A new simplified UGKS that evaluates the equilibrium flux analytically, reducing computational cost without sacrificing accuracy, and demonstrating its Navier-Stokes asymptotic preserving property.

Findings

Simplified scheme matches UGKS accuracy with lower computational cost.

Equilibrium flux can be evaluated analytically, avoiding velocity space discretization.

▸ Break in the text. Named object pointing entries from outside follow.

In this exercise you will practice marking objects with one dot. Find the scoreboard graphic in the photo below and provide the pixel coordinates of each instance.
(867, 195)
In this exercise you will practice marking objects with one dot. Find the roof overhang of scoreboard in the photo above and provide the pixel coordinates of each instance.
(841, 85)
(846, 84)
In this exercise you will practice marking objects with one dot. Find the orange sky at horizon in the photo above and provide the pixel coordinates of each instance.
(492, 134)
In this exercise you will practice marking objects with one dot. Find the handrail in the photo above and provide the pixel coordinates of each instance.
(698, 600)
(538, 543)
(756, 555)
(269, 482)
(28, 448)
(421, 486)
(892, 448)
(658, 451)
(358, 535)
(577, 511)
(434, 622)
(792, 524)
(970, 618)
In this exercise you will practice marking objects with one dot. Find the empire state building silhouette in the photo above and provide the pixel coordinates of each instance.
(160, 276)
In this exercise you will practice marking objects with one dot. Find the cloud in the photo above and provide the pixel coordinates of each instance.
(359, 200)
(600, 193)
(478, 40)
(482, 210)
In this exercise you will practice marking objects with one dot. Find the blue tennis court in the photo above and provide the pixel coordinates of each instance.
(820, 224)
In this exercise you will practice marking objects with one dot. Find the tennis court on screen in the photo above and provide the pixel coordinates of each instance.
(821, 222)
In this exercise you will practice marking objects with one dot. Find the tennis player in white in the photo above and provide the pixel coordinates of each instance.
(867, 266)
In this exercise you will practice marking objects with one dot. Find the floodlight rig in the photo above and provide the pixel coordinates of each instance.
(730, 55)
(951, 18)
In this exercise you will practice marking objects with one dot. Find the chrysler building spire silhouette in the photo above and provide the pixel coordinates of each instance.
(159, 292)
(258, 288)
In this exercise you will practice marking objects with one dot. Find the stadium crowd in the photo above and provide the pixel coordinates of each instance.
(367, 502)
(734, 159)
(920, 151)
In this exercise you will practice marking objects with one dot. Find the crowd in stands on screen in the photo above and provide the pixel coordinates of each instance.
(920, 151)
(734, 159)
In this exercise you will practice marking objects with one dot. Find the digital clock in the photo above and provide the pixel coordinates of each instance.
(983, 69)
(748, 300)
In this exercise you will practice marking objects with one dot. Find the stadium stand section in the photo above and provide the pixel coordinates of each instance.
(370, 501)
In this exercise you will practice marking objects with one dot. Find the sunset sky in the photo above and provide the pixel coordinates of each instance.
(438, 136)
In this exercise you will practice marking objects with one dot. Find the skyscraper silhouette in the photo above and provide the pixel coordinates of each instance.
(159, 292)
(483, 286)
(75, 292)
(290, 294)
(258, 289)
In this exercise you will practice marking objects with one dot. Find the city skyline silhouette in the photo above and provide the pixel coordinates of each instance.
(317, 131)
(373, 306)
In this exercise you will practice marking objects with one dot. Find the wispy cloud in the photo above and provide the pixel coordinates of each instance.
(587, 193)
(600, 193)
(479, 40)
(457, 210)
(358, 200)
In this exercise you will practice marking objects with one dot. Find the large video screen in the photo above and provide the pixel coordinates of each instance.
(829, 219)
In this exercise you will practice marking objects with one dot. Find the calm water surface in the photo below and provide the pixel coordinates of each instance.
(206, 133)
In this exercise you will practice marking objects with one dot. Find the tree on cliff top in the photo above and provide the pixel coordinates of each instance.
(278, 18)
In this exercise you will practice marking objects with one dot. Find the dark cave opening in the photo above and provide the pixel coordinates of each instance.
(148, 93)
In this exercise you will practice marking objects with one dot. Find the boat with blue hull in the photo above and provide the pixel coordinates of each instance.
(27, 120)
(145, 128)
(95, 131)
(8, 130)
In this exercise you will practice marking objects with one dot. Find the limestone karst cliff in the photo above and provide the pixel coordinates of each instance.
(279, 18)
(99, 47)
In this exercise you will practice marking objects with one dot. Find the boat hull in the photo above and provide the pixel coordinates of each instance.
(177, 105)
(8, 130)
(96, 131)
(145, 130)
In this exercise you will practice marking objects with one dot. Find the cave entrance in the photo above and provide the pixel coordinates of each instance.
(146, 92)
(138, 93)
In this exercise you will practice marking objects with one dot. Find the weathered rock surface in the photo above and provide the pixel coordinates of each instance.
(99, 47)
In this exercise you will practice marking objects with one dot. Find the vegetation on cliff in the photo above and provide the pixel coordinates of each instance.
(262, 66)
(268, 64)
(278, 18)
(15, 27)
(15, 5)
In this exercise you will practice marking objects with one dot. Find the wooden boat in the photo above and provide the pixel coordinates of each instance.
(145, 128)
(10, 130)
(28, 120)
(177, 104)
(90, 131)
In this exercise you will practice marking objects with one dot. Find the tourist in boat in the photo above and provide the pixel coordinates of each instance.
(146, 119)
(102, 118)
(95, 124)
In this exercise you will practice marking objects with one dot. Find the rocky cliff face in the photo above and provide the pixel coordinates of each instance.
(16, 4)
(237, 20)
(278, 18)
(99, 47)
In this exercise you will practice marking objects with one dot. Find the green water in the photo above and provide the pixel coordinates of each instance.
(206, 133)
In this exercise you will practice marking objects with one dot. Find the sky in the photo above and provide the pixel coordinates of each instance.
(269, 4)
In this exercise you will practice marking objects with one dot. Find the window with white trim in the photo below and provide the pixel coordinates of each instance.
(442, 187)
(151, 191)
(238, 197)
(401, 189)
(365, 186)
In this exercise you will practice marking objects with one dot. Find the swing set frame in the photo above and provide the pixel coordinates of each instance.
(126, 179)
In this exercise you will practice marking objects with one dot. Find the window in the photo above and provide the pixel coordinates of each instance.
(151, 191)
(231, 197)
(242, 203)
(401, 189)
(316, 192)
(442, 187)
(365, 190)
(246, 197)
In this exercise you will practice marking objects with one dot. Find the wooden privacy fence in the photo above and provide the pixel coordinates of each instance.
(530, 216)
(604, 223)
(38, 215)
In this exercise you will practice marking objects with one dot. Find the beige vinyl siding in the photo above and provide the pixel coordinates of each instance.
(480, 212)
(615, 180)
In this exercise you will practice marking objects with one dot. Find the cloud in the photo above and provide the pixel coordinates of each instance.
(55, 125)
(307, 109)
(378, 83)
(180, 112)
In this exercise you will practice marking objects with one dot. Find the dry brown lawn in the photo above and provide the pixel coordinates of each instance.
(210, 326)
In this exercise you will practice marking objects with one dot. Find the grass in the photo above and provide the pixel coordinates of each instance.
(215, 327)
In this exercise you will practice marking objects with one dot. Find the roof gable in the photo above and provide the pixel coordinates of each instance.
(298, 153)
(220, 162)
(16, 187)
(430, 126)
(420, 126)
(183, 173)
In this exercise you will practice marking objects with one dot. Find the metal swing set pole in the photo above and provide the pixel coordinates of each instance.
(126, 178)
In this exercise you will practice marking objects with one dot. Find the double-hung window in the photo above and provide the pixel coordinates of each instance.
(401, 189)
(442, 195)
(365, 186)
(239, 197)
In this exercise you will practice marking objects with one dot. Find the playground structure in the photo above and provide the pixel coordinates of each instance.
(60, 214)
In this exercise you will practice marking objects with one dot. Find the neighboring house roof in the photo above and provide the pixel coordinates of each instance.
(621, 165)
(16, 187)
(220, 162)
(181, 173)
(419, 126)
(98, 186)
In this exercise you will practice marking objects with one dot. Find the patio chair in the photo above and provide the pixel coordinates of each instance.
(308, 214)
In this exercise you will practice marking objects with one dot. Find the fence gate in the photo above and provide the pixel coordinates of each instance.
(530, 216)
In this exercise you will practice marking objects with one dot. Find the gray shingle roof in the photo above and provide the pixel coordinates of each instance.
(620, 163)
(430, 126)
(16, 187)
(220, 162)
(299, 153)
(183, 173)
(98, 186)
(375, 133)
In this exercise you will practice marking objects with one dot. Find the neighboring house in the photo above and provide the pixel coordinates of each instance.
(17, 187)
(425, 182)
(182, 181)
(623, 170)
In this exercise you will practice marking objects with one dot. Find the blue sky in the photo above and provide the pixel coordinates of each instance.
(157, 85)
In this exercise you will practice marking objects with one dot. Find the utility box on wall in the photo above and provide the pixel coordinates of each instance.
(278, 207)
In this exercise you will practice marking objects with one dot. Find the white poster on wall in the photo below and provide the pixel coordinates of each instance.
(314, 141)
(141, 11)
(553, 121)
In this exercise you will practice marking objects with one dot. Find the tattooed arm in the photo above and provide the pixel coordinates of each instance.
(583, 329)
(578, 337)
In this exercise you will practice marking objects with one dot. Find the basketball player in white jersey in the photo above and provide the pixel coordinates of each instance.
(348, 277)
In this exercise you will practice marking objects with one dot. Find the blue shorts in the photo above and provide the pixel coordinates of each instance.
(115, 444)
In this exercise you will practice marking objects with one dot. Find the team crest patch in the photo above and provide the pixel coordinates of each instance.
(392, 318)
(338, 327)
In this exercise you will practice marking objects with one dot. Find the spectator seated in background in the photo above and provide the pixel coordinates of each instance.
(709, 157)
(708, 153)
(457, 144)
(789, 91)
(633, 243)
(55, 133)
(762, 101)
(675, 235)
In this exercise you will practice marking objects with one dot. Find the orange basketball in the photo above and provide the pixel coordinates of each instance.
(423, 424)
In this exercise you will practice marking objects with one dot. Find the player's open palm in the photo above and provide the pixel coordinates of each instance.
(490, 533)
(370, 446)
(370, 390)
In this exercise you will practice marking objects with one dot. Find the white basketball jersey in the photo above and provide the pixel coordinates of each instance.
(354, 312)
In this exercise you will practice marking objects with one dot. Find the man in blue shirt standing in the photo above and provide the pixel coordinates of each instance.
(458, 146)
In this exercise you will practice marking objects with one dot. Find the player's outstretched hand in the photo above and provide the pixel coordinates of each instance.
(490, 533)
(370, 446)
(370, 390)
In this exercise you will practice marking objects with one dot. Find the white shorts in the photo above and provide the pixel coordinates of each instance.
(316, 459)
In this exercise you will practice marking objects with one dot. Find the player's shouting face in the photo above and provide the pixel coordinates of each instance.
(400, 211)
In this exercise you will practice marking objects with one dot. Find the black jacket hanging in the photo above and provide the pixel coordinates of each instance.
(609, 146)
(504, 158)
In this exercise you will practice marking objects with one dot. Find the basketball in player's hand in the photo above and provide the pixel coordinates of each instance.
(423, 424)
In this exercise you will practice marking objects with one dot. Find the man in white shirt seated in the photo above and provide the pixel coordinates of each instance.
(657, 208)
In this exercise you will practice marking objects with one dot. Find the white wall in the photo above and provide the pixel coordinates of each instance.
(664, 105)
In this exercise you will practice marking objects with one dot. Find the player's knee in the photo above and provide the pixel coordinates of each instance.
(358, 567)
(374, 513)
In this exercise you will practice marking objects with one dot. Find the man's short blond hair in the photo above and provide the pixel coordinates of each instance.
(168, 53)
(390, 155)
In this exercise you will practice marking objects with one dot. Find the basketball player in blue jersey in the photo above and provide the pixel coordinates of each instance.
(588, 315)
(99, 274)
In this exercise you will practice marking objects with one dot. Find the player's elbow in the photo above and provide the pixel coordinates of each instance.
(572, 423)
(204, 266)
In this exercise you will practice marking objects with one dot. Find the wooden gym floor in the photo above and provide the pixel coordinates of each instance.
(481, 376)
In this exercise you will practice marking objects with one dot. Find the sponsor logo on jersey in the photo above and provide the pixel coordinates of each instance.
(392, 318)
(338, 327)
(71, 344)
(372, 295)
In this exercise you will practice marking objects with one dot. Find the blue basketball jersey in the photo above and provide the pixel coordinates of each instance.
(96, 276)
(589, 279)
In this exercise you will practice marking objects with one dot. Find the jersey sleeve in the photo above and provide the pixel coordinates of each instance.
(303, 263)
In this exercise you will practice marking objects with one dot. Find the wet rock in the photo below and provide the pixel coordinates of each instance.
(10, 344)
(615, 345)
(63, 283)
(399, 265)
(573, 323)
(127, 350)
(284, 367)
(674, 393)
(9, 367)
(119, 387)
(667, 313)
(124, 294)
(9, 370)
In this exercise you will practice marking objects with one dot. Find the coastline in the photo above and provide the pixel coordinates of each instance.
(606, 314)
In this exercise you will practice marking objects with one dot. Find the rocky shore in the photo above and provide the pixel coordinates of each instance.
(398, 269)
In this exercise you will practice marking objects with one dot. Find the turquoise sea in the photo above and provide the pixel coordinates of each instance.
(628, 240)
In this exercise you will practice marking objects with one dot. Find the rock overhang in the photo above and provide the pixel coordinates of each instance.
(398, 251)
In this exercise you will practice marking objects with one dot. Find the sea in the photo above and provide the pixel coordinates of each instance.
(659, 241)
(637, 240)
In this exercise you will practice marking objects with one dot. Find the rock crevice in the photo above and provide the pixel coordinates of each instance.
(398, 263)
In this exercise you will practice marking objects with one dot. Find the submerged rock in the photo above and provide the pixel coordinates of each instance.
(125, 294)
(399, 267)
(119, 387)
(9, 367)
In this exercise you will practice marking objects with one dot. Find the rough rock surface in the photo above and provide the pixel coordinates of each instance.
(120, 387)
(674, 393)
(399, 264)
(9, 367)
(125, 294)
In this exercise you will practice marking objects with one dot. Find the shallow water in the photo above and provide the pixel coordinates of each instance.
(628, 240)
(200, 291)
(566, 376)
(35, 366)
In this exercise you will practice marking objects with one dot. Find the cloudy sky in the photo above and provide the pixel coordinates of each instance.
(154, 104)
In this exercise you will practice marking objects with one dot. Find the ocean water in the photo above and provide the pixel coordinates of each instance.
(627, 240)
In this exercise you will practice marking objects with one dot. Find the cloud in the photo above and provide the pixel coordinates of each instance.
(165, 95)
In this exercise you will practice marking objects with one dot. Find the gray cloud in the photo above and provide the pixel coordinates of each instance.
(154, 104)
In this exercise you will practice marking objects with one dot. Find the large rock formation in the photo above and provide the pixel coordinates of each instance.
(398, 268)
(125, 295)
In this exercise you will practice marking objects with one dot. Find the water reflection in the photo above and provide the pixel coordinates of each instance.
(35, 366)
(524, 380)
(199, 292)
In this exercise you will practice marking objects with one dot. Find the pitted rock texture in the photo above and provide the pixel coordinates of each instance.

The scheme remains Navier-Stokes asymptotic preserving when collision effects are included.

Abstract

Unified gas kinetic scheme (UGKS) is an asymptotic preserving scheme for the kinetic equations. It is superior for transition flow simulations, and has been validated in the past years. However, compared to the well known discrete ordinate method (DOM) which is a classical numerical method solving the kinetic equations, the UGKS needs more computational resources. In this study, we propose a simplification of the unified gas kinetic scheme. It allows almost identical numerical cost as the DOM, but predicts numerical results as accurate as the UGKS. Based on the observation that the equilibrium part of the UGKS fluxes can be evaluated analytically, the equilibrium part in the UGKS flux is not necessary to be discretized in velocity space. In the simplified scheme, the numerical flux for the velocity distribution function and the numerical flux for the macroscopic conservative quantities are evaluated separately. The simplification is equivalent to a flux hybridization of the gas kinetic scheme for the Navier-Stokes (NS) equations and conventional discrete ordinate method. Several simplification strategies are tested, through which we can identify the key ingredient of the Navier-Stokes asymptotic preserving property. Numerical tests show that, as long as the collision effect is built into the macroscopic numerical flux, the numerical scheme is Navier-Stokes asymptotic preserving, regardless the accuracy of the microscopic numerical flux for the velocity distribution function.